Step-by-Step Solution

Given Information
We are given with the bases; $B = \left\{ b _ { 1 } , \ldots , b _ { p } \right\}$ for the subspace $W$ and $L$. And the set $A = \left\{ a _ { 1 } , \ldots , a _ { q } \right\}$ contains more than $p$ vectors. We have to answer some questions based on this information.

Step-1: (a)
We have to explain why for each vector $\mathbf { a } _ { j } ,$ there exists a vector $\mathbf { c } _ { j }$ in $\mathbb { R } ^ { p }$ such that $\mathbf { a } _ { j } = B \mathbf { c } _ { j }$ .

Since B is the basis for the subspace $W = \mathbb { R } ^ { p }$, hence for any vector in W, there exists nonzero constants such that: \[\left[ a _ { j } \right] _ { B } = c _ { 1 } a _ { 1 } + c _ { 2 } a _ { 2 } + \cdots + c _ { p } a _ { p }\]Thus, \[a _ { j } = \sum _ { i = 1 } ^ { p } c _ { i } a _ { i }\]or \[a _ { j } = B c _ { i }\]

Step-2: (b)
If $C = \left[ \mathbf { c } _ { 1 } \cdots \mathbf { c } _ { q } \right] .$, we have to explain why there is a nonzero vector $\mathbf { u }$ such that $C \mathbf { u } = \mathbf { 0 }$ .

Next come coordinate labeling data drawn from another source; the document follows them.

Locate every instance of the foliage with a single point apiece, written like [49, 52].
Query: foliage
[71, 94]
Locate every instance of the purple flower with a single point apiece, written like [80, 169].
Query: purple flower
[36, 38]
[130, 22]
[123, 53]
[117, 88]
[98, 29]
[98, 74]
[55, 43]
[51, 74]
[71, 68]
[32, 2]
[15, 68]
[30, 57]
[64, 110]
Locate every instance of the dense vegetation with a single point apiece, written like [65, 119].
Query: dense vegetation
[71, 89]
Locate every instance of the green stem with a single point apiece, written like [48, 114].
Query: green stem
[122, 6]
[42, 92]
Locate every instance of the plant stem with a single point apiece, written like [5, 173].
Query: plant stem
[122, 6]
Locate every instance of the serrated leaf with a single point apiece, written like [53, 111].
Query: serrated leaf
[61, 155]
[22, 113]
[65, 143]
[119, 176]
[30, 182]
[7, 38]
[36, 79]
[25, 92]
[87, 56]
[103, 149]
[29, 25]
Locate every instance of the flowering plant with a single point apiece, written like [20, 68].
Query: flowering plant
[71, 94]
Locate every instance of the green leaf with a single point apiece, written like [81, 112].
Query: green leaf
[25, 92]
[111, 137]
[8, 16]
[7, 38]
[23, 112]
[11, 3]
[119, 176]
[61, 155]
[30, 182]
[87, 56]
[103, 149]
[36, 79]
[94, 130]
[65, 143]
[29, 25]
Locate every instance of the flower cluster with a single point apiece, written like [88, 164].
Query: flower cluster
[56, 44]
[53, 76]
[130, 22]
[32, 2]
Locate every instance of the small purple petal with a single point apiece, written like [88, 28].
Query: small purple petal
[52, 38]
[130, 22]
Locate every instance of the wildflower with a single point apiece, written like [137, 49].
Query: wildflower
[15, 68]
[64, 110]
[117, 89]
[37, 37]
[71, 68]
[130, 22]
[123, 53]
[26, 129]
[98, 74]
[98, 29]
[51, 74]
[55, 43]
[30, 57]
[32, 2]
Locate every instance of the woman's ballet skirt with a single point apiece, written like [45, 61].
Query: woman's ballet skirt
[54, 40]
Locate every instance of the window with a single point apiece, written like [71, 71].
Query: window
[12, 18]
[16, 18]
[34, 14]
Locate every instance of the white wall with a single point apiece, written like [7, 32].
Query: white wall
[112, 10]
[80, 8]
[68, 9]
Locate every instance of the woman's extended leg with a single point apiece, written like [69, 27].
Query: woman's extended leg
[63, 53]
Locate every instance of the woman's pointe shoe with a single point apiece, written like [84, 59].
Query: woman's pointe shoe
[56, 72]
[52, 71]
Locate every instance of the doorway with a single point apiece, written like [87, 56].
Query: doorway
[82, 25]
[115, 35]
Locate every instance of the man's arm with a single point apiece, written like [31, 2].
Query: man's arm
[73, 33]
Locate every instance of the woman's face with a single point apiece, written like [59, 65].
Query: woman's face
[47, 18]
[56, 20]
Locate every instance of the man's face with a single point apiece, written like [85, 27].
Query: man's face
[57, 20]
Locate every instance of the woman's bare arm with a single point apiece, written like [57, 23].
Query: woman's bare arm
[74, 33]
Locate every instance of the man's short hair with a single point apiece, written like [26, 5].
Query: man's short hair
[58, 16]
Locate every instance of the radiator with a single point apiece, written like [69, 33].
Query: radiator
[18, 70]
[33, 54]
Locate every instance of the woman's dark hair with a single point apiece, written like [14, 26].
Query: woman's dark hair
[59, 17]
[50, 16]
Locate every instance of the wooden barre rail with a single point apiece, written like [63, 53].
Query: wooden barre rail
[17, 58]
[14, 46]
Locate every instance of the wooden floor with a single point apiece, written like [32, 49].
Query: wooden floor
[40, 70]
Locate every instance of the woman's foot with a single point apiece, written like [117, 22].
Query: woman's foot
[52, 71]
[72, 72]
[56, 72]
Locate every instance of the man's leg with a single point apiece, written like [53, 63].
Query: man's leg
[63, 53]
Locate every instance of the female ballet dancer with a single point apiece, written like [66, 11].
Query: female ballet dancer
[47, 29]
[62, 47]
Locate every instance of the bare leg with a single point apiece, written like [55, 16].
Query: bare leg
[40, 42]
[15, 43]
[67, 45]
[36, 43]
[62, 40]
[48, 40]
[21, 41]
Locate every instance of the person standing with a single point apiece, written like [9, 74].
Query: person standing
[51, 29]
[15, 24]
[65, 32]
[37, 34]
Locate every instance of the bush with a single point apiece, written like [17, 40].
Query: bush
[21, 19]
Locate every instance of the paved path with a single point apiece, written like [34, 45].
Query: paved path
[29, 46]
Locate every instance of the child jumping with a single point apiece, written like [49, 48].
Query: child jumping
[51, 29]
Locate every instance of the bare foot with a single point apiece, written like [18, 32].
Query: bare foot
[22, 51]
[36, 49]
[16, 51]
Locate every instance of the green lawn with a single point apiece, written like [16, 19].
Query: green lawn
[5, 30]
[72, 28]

The set C contains more vectors then the basis B. Hence C is a linearly dependent set. Thus, the equation $Cu=0$ must have a non-trivial solution.

Step-3: (c)
Using the sets B and C, we have to show that $Au = 0$

The matrix A is given by:\[A = \left[ a _ { 1 } , \ldots , a _ { q } \right] = \left[ B c _ { 1 } , \ldots , B c _ { q } \right] = B C\]Thus, \[\begin{array}{l}Au = BCu\\Au = B(Cu)\\Au = B{\bf{0}}\\Au = {\bf{0}}\end{array}\]Therefore,

The columns of A are linearly independent.